Прекрасно понимая эти непростые обстоятельства, он настаивает на недопустимости лжи в качестве «намеренного искажения истины», и вместе с тем вынужден допустить легальные (разрешенные) формы обмана, так как «они не губительны для общественной жизни, поскольку речь идет о четко обозначенных общественно-контролируемых отступлениях от нравственного принципа». [447] Конечно, эти «отступления» касаются прежде всего деятельности государства и системы политической власти, для которых право на ложь оказывается допустимым и даже необходимым условием функционирования.

В данном случае нас интересует оценка ситуации L – правомерна ли ложь ради спасения другого лица? Если она не правомерна, то должен ли быть осужден человеколюбивый обманщик? Следуя рассуждениям уважаемого ученого, мы должны обратиться к нормам действующего уголовного права и проверить, подлежит ли такое действие юридической квалификации. Нет, не подлежит. [448] Значит, ложь во спасение допустима, ненаказуема и никакой вины на солгавшем человеке нет. Призывы к моральности остаются лишь красивыми изречениями, редкими напоминаниями о недостижимом идеале. Таким образом, современная социальная этика, основанная на позитивном праве, не может принять кантовское требование безусловной правдивости, о чем свидетельствуют и новейшие публикации, посвященные этой проблеме.

В 95-м номере журнала «Кант – штудиен» за 2004 год опубликовано несколько статей, посвященных проблеме лжи и правдивости. Одна из них принадлежит корейскому ученому Йонг Гук Киму и называется «Кантовский запрет лжи в социально-этической перспективе». [449] Автор предлагает собственную трактовку кантовского требования правдивости. Прежде всего он показывает недостаточно последовательный, а иногда и противоречивый характер современных интерпретаций кантовской позиции в ситуации L. По мнению Кима, безусловное требование правдивости пытаются поставить под сомнение тем, что апеллируют к нарушению права преследуемого человека. Например, Вольфанг Шварц и Хеймо Хофмайстер спрашивают: «не уничтожает ли правдивое высказывание право друга», не имеет ли он права на мое неправдивое высказывание для своей выгоды? [450] Из чего следует, что я своим правдивым высказыванием могу содействовать убийству.

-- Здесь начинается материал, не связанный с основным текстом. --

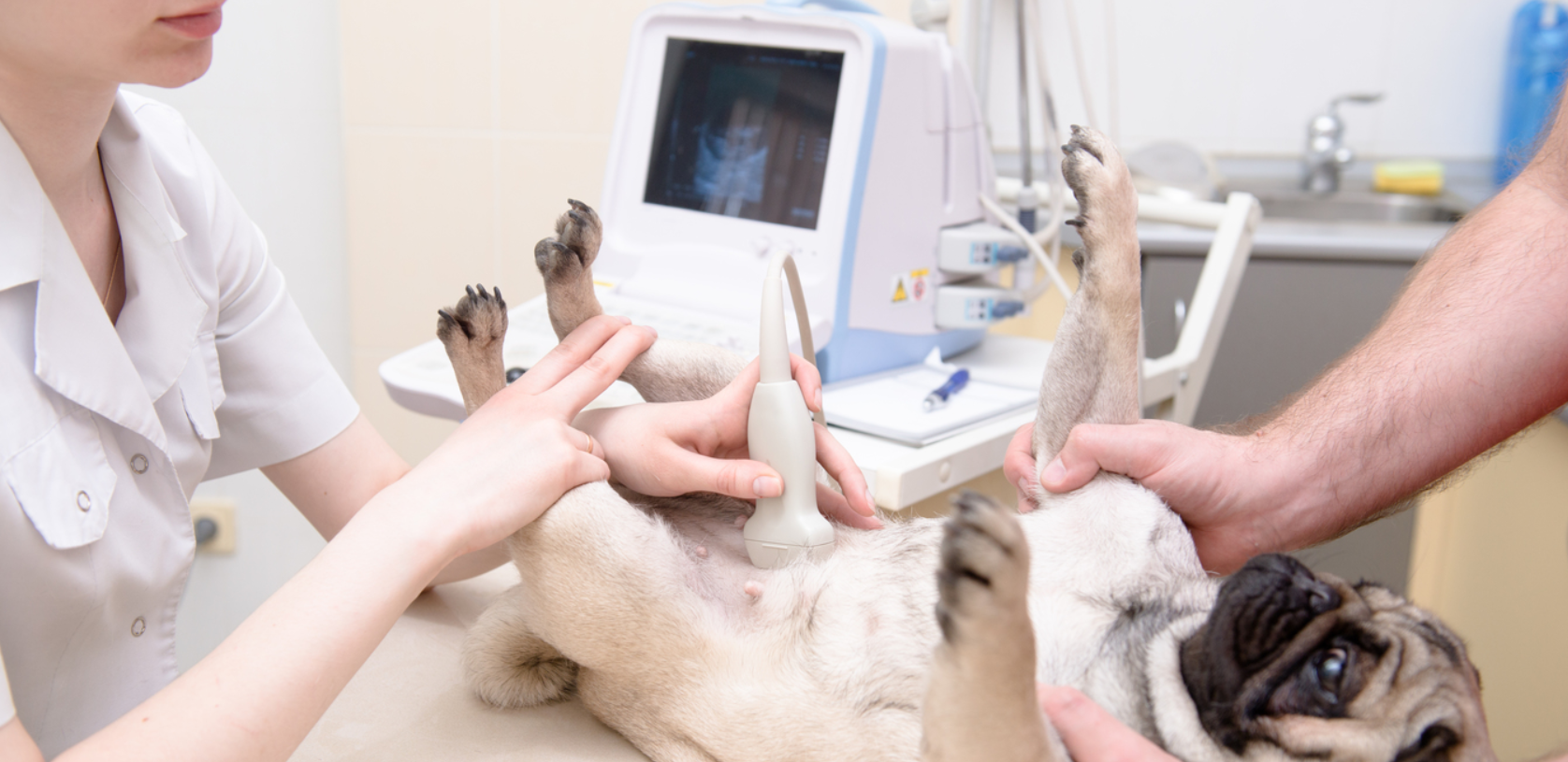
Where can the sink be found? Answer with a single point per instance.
(1361, 208)
(1283, 201)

Ни о каком содействии здесь не может идти речь, однако, по словам Кима, возможен другой контраргумент: «Не может ли Х (человек, принуждаемый к ответу. – А.М. ) по меньшей мере мыслить возможность того, что благодаря его неправдивому высказыванию может произойти убийство друга?» [451] Неизбежно возникает вопрос об ответственности за возможную смерть друга. Но решение этого вопроса будет зависеть от того, в каком случае смерть наступит случайно .

С точки зрения Кима, случайность смерти преследуемого друга будет состоять не в том, как полагает Кант, что «друг будет убит благодаря моему правдивому высказыванию, а в том, что друг будет убит, несмотря на мою благонамеренную ложь» (курсив мой. – А.М .). [452] Получается, что смерть друга, наступившая вследствие благонамеренного обмана, будет случайной , а смерть, наступившая вследствие правдивого высказывания, – не случайна.

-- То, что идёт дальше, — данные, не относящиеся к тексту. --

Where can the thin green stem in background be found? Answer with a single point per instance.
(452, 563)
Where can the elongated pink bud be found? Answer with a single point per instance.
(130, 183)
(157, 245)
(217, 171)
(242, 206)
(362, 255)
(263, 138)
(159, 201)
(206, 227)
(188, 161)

Следующее затруднение связано с тем, какое право нарушает человек своим неправдивым свидетельством.

Как отмечает корейский ученый, «трудность интерпретации состоит в том, что, согласно кантовскому учению о праве, неправдивое высказывание, которое не уничтожает чьего-либо права, является врожденным правом, таким образом, правом, которое имеет силу для каждого человеческого бытия. Поэтому кажется логичным рассматривать врожденное право на свободу мнения противостоящим праву человечества на правдивость». [453] Противопоставление врожденного права на ложь во спасение праву человечества на правдивость высказываний строится на том, что первое является обоюдным правом, исполнение которого зависит от взаимного обязательства. Если злоумышленник отказывается от своего обязательства «не вредить другому», то он лишается права на правдивое свидетельство. В свою очередь, право человечества требует от каждого лица безусловного исполнения долга правдивости как обязанности перед самим собой. В этом Ким видит источник возможных разногласий и необходимость иерархического расположения указанных прав.

Мы обращаем внимание на обоюдность врожденного права внешней свободы. Если следовать этой обоюдности, то злоумышленник (еще не преступник) отказался от своего обязательства только по отношению к преследуемому человеку, но не по отношению к хозяину дома, в котором укрылся этот человек. Поэтому хозяин дома по праву принуждается к ответу, так как спрашивающее его лицо является злоумышленником только для преследуемого друга. Если спрашивающий проявит угрозу или прямое насилие к хозяину дома, тогда он будет вправе защищаться всеми возможными средствами, в том числе и с помощью обмана.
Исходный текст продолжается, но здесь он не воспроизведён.